Disturbances to the gut microbiome contribute to health conditions like inflammatory bowel disease (IBD). To better understand how those microbes interact with each other and their environment, scientists from the University of California, San Diego have developed a new tool called coralME that creates detailed genome-scale computational models of metabolism and gene and protein expression. Full details are provided in a new Cell Systems paper titled “Metabolism and gene expression models for the microbiome reveal how diet and metabolic dysbiosis impact disease.”
According to the developers, the so-called ME-models link a microbe’s genome to its phenotype and attributes. They highlight how microbes respond to certain nutrients such as which will increase the prevalence of a particular population and contribute to an imbalance in the microbiome. The models could also predict which nutrients are most favorable to microbe populations that are beneficial to the gut as well as which lead to the formation of undesired products such as allergens or toxins.
These genome-scale models “provide the mechanistic basis for understanding microbial behavior in complex environments,” said Karsten Zengler, PhD, professor of pediatrics at UC San Diego School of Medicine, and senior author on the paper. “For example, we see from the models that a microbe needs a certain amino acid, but it cannot make this amino acid itself, so it either gets it from another microbe, from the human host, or from the diet the human is eating.”

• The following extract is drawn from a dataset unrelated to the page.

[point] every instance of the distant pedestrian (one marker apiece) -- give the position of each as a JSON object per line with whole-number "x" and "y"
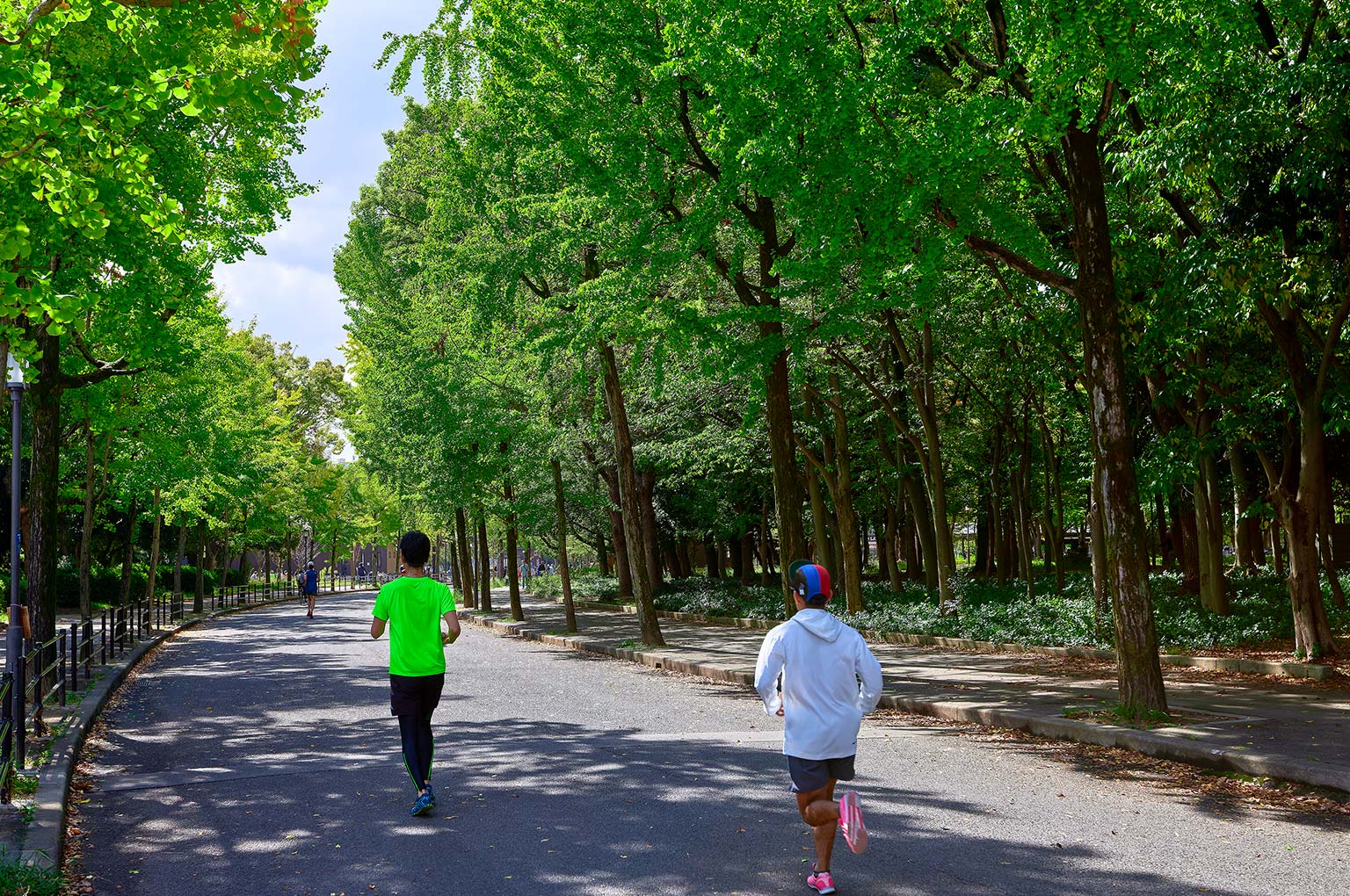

To demonstrate the value of coralME, the scientists generated 495 ME‑models that characterized some of the most common gut species. They then used the models to simulate how different diets affect gut bacteria. Among other findings, low-iron or low-zinc diets allow certain harmful bacteria to survive, while diets high in certain macronutrients seem to promote beneficial ones. Importantly, these are effects that traditional computational models miss or would take years to model if done manually.
When the models were fed microbial expression data from IBD patients, the scientists were able to observe what the microbes were doing in real time, noted Zengler, who is also affiliated with the Center for Microbiome Innovation at UC San Diego and an adjunct professor of bioengineering at the School of Engineering.
Specifically, the team found that IBD patients experience shifts in gut chemistry, including more alkaline pH levels, but decreased production of short-chain fatty acids that normally protect the gut. They also identified specific bacteria and interactions between groups of bacteria linked to these changes. These results “show what the microbes are eating, what products they are making, and how they interact with other microbes and the host,” he said.
The scientists believe that insights gained from the models could lead to new ways to diagnose and treat conditions like IBD and others that affect the microbiome. Furthermore, there may be opportunities to develop personalized therapies that target specific microbial activities. “If we can accurately predict the response of the microbiome to any disease, we can understand the link between the disease and the microbiome and find a cure for the disease,” Zengler said.
Beyond human disease, coralME could also be used to generate models of microbial communities found in soil, water, and other animals, the developers noted.